Dopamine was chosen in our study, since it is prone to oxidative self-polymerisation, resulting in its forming a firm PDA coating on various substrates used for convenient post-functionalisation, functionalization via non-covalent interactions, covalent coupling and surface-initiated living radical polymerization [15,16]. PDAs possess some unique features, such as bioactivity, hydrophilicity, bio-adhesion, thermal stability, the capability to functionalize with other materials, facile synthesizing, etc. [17]. Moreover, the co-deposition of dopamine with other compounds, e.g., PEI, can effectively increase modification performance [6,18].

To the best of our knowledge, there is no such strategy reporting the surface functionality effect of PDA/PEI-supported TEOS deposition on PP film’s biomineralization. Therefore, the aim of the presented research is the evaluation of the influence of the modified PP substrate´s surface on its bioactivity. Herein, based on PDA/PEI chemistry, we proposed an efficient method to functionalise the surface: Through a simple dip-coating procedure, the PP was inverted from hydrophobic to hydrophilic with the deposition of a PDA layer. Additional deposition of PEI provided amine groups for further application of TEOS, and, by its hydrolysis/condensation, self-assembly of CaP minerals on the surface of the PP film. Thus, the as-modified PP films were immersed in SBF for 3 or 7 days and characterised further in terms of morphology, physicochemical properties, topography, and mineralisation ability.

2. Experimental

2.1. Materials

Polypropylene (PP) film, dopamine hydrochloride (dopa-HCl, Mw = 189.64 g/mol), polyethylene imine (PEI), tetraethyl ortho silicate (TEOS) and ethanol (EtOH, 99.8%), were purchased from Sigma-Aldrich (Taufkirchen, Germany). For the preparation of the simulated body fluid (SBF) solution, the following chemicals were purchased from Merc Co., Ltd. (Darmstadt, Germany): sodium chloride (NaCl, Mw = 58.44 g/mol), sodium hydrogen carbonate (NaHCO₃, Mw = 84.01 g/mol), potassium chloride (KCl, Mw = 74.55 g/mol), potassium hydrogen phosphate trihydrate (K₂HPO₄, Mw = 228.22 g/mol), magnesium chloride hexahydrate (MgCl₂∙6H₂O, Mw = 203.30 g/mol), hydrochloric acid (HCl, 1.0 M, Mw = 36.46 g/mol), calcium chloride (CaCl₂, Mw = 110.98 g/mol), sodium sulphate (Na₂SO₄, Mw = 142.04 g/mol) and tris(hydroxymethyl) aminomethane ((HOCH₂)₃CNH)₂, Mw = 121.14 g/mol). All chemicals were utilised directly without further purification. The aqueous solutions were prepared using water purified by means of an Ultrapure Milli-Q apparatus (Millipore Corp., Billerica, MA, USA). The chemical structures of dopa-HCl, PEI and TEOS are presented in Figure 1.
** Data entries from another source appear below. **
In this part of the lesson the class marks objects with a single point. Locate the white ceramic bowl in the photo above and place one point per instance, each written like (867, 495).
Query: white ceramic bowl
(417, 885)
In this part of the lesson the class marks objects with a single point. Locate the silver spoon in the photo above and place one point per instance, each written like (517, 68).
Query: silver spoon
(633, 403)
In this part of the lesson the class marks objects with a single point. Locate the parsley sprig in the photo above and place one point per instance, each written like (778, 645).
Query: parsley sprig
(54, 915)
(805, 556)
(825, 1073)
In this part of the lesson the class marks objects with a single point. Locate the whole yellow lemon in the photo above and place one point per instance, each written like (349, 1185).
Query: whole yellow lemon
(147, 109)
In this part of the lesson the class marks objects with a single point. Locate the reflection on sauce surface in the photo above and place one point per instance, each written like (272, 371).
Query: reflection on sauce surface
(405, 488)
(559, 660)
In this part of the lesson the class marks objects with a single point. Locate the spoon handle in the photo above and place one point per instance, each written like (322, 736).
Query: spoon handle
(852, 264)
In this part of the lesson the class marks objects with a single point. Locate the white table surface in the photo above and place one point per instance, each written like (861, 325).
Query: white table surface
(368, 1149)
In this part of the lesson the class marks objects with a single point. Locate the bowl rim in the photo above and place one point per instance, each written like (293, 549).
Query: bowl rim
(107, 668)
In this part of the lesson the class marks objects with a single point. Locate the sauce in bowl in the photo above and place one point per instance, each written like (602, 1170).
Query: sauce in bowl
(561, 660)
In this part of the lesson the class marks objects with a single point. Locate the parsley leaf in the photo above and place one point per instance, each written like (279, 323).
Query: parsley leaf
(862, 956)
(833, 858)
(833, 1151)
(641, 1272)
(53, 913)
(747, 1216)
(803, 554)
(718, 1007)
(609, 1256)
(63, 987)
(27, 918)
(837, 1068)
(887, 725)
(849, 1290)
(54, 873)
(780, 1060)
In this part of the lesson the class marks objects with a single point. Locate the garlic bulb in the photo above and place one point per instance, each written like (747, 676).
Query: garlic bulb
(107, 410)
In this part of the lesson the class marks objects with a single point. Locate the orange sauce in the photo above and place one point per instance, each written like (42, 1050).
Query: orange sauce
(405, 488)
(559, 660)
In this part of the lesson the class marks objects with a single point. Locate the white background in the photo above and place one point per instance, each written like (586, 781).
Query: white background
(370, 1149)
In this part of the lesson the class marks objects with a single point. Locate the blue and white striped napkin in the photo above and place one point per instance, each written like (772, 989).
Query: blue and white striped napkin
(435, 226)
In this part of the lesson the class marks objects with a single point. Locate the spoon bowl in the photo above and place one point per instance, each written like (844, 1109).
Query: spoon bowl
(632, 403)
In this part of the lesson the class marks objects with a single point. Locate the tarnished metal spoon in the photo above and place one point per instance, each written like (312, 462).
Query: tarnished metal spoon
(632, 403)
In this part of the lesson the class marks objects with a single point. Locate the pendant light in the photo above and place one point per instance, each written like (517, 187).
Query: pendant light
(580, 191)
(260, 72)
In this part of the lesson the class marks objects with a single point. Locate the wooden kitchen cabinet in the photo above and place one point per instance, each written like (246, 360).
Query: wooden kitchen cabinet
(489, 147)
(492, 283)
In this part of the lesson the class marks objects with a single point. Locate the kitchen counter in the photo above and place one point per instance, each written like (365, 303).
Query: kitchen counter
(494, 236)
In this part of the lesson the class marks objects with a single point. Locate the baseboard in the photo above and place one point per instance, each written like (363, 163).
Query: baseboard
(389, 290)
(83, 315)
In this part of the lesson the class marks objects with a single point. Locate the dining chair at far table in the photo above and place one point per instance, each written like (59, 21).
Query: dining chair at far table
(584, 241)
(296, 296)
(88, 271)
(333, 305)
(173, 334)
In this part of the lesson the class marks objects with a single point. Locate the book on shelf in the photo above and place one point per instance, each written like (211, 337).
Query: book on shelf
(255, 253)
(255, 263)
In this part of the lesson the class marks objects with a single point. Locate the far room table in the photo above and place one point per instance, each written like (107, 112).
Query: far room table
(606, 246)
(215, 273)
2.2. Modification of PP Film

Before modification started, the PP films were cleaned using EtOH for 15 min and dried in a closed oven chamber at room temperature (RT).

• Preparation of films without dopa-HCl:

A quantum of 0.1 wt.% of PEI solution was prepared in 250 mL water, with the addition of 50 mM NaCl. The PP square film (3 × 3 cm in size) was immersed for 30 min in 30 mL of pre-prepared PEI solution (PP-PEI). The as-modified films were washed with water and dried at RT. The PEI-modified PP films were additionally immersed in 30 mL of 1 wt.% TEOS solution, which was prepared in (i) 100 mL of 100% EtOH (PP-PEI-TEOS), (ii) 50 mL of EtOH and 50 mL of Milli-Q water (PP-PEI-TEOS-W), and (iii) 50 mL of EtOH and 50 mL of 0.1 M HCl (PP-PEI-TEOS-A), for 1 h at RT and 50 rpm. After that, the modified PP films were washed with EtOH and dried at RT.

2.

Preparation of films with dopa-HCl:

The PP films were firstly incubated in 1% dopa-HCl solution for 24 h at RT and a rotation speed of 50 rpm (PP-PDA), and, after that, washed with water and dried at RT. In addition, the whole modification process, as well as the used solution, was repeated as described above: immersion in the PEI solution and in three different TEOS solutions. The samples were coded as follows: PP-PDA-PEI, PP-PDA-PEI-TEOS, PP-PDA-PEI-TEOS-W, PP-PDA-PEI-TEOS-A.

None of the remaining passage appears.